Parity IT (ScalarJsonFunctionIT) replays four verbatim legacy cases covering
single-path scalar/container match, wildcard multi-match, multi-path with
missing path, and explicit-null resolution.

Signed-off-by: Eric Wei <mengwei.eric@gmail.com>

* [Analytics Engine] Port json_delete to DataFusion backend

Mutation UDF #1. Introduces the shared mutation walker that json_set,
json_append, and json_extend will reuse on the same PR.

Rust side (rust/src/udf/json_delete.rs + json_common.rs):
  * `parse_ppl_segments` tokenises PPL paths (a.b{0}.c{}) into Field /
    Index / Wildcard segments without allocating field names.
  * `walk_mut` drives a mutation closure against every terminal match in
    a serde_json::Value; missing intermediate keys and out-of-range
    indices are silent no-ops, matching Jayway's SUPPRESS_EXCEPTIONS
    behaviour that legacy `JsonDeleteFunctionImpl` (→ Calcite
    `JsonFunctions.jsonRemove`) relies on.
  * `json_delete` terminal closure: `shift_remove` on Object (preserves
    insertion order via serde_json's `preserve_order` feature),
    `Vec::remove` on Array-with-Index, `Vec::clear` on Array-with-Wildcard.
    Any-NULL-arg / malformed doc / malformed path → NULL.

The walker is generic enough that json_set / json_append / json_extend
are now pure terminal-closure swaps (set value, push value, extend
array) — no further traversal plumbing needed.

Java side:
  * JSON_DELETE added to `ScalarFunction`, `STANDARD_PROJECT_OPS`, and
    `scalarFunctionAdapters`.
  * `JsonDeleteAdapter` is a plain `AbstractNameMappingAdapter` rename
    (matches the other json_* adapters).
  * Substrait YAML signature uses `variadic: {min: 1}` — same shape as
    json_extract.

Tests:
  * 10 Rust unit tests for json_delete (4 legacy IT fixtures replayed:
    flat-key, nested, missing-path-unchanged, wildcard-array; plus
    any-NULL / malformed / coerce_types / return_type).
  * 4 new walker tests in json_common (tokeniser, flat-delete,
    missing-noop, wildcard-fan-out, index-out-of-range-noop).
  * ScalarJsonFunctionIT gains `testJsonDeleteParityWithLegacy`
    replaying all 4 legacy assertions.

Parity-checked against legacy SQL plugin
`CalcitePPLJsonBuiltinFunctionIT.testJsonDelete*`.

Signed-off-by: Eric Wei <mengwei.eric@gmail.com>

* [Analytics Engine] Port json_set to DataFusion backend

Mutation UDF #2. Reuses the walker introduced by #json_delete; this
commit is a pure terminal-closure swap on the Rust side (replace, not
remove) plus the usual 7-file Java/YAML wiring.

Rust side (rust/src/udf/json_set.rs):
  * Terminal closure overwrites only existing keys on Object
    (`map.contains_key` guard), in-range slots on Array-with-Index, and
    every element on Array-with-Wildcard.
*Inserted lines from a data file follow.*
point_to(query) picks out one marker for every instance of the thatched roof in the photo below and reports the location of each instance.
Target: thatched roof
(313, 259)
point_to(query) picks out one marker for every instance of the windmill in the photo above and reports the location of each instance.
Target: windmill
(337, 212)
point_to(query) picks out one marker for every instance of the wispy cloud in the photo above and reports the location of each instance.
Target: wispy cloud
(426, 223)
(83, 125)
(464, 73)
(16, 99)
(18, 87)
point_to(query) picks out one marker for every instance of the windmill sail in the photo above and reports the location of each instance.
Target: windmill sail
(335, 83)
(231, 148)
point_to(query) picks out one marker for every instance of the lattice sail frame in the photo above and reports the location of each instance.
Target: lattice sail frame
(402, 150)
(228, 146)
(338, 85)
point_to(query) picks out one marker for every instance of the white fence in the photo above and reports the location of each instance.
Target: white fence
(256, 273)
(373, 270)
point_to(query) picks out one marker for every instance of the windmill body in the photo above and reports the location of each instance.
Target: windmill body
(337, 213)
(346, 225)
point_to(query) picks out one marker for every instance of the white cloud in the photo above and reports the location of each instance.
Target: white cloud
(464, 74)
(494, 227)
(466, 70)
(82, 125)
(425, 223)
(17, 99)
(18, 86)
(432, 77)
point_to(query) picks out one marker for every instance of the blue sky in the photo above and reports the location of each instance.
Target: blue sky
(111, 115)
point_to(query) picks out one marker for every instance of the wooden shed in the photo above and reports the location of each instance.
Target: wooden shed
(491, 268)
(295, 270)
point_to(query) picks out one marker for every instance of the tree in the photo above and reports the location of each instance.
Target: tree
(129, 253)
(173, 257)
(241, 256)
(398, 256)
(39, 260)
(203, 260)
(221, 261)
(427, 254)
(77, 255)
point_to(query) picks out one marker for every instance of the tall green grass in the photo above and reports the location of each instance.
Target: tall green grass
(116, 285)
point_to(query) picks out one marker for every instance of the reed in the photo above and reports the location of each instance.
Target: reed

This is the replace-only
    semantics from legacy `JsonSetFunctionImpl` (→ Calcite
    `JsonFunctions.jsonSet`, which guards `ctx.set` with
    `ctx.read(k) != null`).
  * Variadic arity: (doc, path1, val1, [path2, val2, ...]). Fewer than
    3 args or an odd total (unpaired trailing path) short-circuits to
    NULL, mirroring the "malformed input → NULL" convention the other
    json_* UDFs follow.
  * Values are always stored as `Value::String` because every arg is
    coerced to Utf8 by `coerce_types` — matches the legacy fixture's
    `"b":"3"` (stringified, not numeric).
  * Root-path (`parse_ppl_segments` returns empty) is a no-op to match
    Jayway's behaviour: `ctx.set("$", v)` silently fails because the
    root is indelible and unreplaceable.

Java side:
  * JSON_SET added to `ScalarFunction`, `STANDARD_PROJECT_OPS`, and
    `scalarFunctionAdapters`.
  * `JsonSetAdapter` is a plain `AbstractNameMappingAdapter` rename.
  * Substrait YAML signature uses `variadic: {min: 1}` — same shape as
    json_extract / json_delete.

Tests:
  * 9 Rust unit tests for json_set (3 legacy IT fixtures replayed:
    wildcard-replace, wrong-path-unchanged, partial-wildcard-set; plus
    multi-pair / any-NULL / malformed-doc / malformed-path /
    coerce_types / return_type).
  * ScalarJsonFunctionIT gains `testJsonSetParityWithLegacy` replaying
    all 3 legacy assertions.

Parity-checked against legacy SQL plugin
`CalcitePPLJsonBuiltinFunctionIT.testJsonSet*`.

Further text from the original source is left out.